Artikel 1.Voor de toepassing van dit besluit wordt verstaan onder : 1° landbouwer : een natuurlijke persoon of rechtspersoon of de groepering van natuurlijke personen of van rechtspersonen of van beide, die een landbouwactiviteit als vermeld in artikel 2, c), van Verordening (EG) nr.1782/2003 uitoefent en op zijn landbouwbedrijf runderen houdt; 2° rundveeproductie-eenheid : het geheel van functioneel samenhangende middelen, door de landbouwer uitgebaat voor de productie van rundvlees, omvattend voor zijn exclusieve gebruik de runderen, de veestallen voor de runderen, de gronden voor de productie van voedergewassen en de voedervoorraden of voor de productie van melk, omvattend voor zijn exclusieve gebruik de melkveestal, de gronden die voor de melkproductie gebruikt worden, de melkinstallatie, de melkkoeien, de voedervoorraden en de melkkoeltank of de melkkruiken;3° rundveebedrijf : het geheel van de rundveeproductie-eenheden die op een autonome wijze worden beheerd door dezelfde landbouwer;4° autonoom beheer : een rundveebedrijf zo beheren dat elke verwarring op het vlak van beheer, uitvoering van landbouwactiviteiten, productiemiddelen of het gebruik ervan, tussen twee of meer landbouwers is uitgesloten;5° slachthuis : een inrichting voor het slachten van dieren die erkend is overeenkomstig het koninklijk besluit van 30 december 1992 betreffende de erkenning en de inrichtingsvoorwaarden van de slachthuizen en andere inrichtingen;6° de minister : de Vlaamse minister, bevoegd voor het landbouwbeleid en de zeevisserij. HOOFDSTUK II. - Zoogkoeienpremie

Art. 2.Overeenkomstig de bepalingen van Verordening (EG) nr. 1782/2003, nr. 796/2004 en nr. 1973/2004 wordt aan de landbouwers een zoogkoeienpremie toegekend.

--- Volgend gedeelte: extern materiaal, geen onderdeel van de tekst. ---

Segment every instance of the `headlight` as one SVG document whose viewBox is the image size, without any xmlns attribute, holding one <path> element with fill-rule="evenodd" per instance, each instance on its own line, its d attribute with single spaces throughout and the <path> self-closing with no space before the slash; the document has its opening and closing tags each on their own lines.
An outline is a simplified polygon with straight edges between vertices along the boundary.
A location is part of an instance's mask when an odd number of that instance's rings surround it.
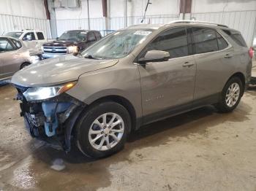
<svg viewBox="0 0 256 191">
<path fill-rule="evenodd" d="M 72 46 L 67 47 L 67 52 L 68 53 L 73 53 L 78 52 L 78 47 L 77 46 Z"/>
<path fill-rule="evenodd" d="M 53 98 L 75 86 L 76 82 L 53 87 L 34 87 L 23 93 L 26 101 L 39 101 Z"/>
</svg>

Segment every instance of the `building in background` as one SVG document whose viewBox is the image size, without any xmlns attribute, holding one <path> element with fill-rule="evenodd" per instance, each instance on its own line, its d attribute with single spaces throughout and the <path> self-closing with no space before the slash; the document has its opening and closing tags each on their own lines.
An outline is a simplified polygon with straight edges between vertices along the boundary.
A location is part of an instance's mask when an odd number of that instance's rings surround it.
<svg viewBox="0 0 256 191">
<path fill-rule="evenodd" d="M 107 5 L 105 17 L 103 1 Z M 50 22 L 43 0 L 0 1 L 0 34 L 8 30 L 33 28 L 44 31 L 48 38 L 51 36 L 55 38 L 72 29 L 117 30 L 140 23 L 148 0 L 48 0 L 48 2 L 50 15 L 53 15 Z M 239 30 L 247 44 L 252 45 L 256 33 L 255 0 L 150 0 L 150 2 L 144 23 L 167 23 L 183 18 L 222 23 Z"/>
</svg>

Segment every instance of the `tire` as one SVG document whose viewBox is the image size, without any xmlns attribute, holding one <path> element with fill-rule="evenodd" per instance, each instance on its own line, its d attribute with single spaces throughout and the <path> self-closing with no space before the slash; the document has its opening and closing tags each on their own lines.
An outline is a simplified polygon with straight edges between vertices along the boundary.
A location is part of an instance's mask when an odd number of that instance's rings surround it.
<svg viewBox="0 0 256 191">
<path fill-rule="evenodd" d="M 20 66 L 20 70 L 23 68 L 25 68 L 26 66 L 28 66 L 29 65 L 30 65 L 30 63 L 23 63 L 23 64 L 21 64 Z"/>
<path fill-rule="evenodd" d="M 103 125 L 105 116 L 107 122 Z M 107 123 L 111 124 L 113 117 L 116 118 L 112 125 L 117 125 L 111 127 Z M 90 106 L 80 117 L 75 126 L 75 141 L 78 149 L 85 155 L 94 158 L 104 157 L 123 148 L 130 129 L 131 117 L 122 105 L 113 101 L 102 102 Z"/>
<path fill-rule="evenodd" d="M 233 87 L 233 89 L 232 89 Z M 235 92 L 231 94 L 233 96 L 229 96 L 228 95 L 230 95 L 230 93 L 232 90 L 235 90 Z M 225 84 L 222 92 L 220 100 L 215 106 L 220 112 L 230 112 L 238 105 L 243 94 L 244 85 L 241 80 L 237 77 L 233 77 Z M 226 98 L 227 100 L 226 100 Z"/>
</svg>

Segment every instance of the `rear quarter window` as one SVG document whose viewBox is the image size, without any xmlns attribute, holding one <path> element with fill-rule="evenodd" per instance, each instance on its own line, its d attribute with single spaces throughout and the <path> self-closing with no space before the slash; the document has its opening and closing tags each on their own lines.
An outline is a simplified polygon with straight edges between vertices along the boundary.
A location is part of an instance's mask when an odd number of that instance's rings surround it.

Het percentage, vermeld in artikel 68, tweede lid, punt a), i), van Verordening (EG) nr. 1782/2003, bedraagt 100%.

De som van de premies, vermeld in het tweede lid, mag voor dezelfde premiecampagne het betreffende regionale maximum niet overschrijden.

Als dat vereist is, wordt hiervoor een proportionele reductie van het premiebedrag toegepast.

Met toepassing van artikel 125, vijfde lid, van Verordening (EG) nr. 1782/2003 en met behoud van de toepassing van de bepalingen van artikel 10 van de genoemde verordening, wordt een aanvullende premie van 50 euro toegekend aan de landbouwers, bepaald in het eerste lid, onder dezelfde voorwaarden als die van kracht zijn voor de zoogkoeienpremie, als voldaan is aan artikel 104, derde lid, van Verordening (EG) nr. 1973/2004.

De som van de premies, vermeld in het vierde lid, mag voor dezelfde premiecampagne het betreffende regionale maximum niet overschrijden.

Als dat vereist is, wordt hiervoor een proportionele reductie van het premiebedrag toegepast.

De regionale maxima, vermeld in het derde en in het vijfde lid, worden vastgesteld overeenkomstig de bepalingen van het samenwerkingsakkoord van 30 maart 2004 tussen het Vlaamse Gewest, het Waalse Gewest, het Brussels Hoofdstedelijk Gewest met betrekking tot de uitoefening van de geregionaliseerde bevoegdheden op het gebied van Landbouw en Visserij.

Art. 3.De minister bepaalt de nadere regels voor het aanvragen en de toekenning van de zoogkoeienpremie.

Met toepassing van artikel 125, tweede lid, van Verordening (EG) nr. 1782/2003 kan de minister besluiten de beperking tot 120.000 kg van de totale individuele referentiehoeveelheid te wijzigen of niet toe te passen.

Art. 4.Het aantal aan de landbouwer toegewezen premierechten als vermeld in artikel 126 van Verordening (EG) nr. 1782/2003, is het aantal dat hem op 1 januari 2000 werd toegewezen.

De minister bepaalt de categorieën van landbouwers die premierechten kunnen verkrijgen uit de regionale reserve.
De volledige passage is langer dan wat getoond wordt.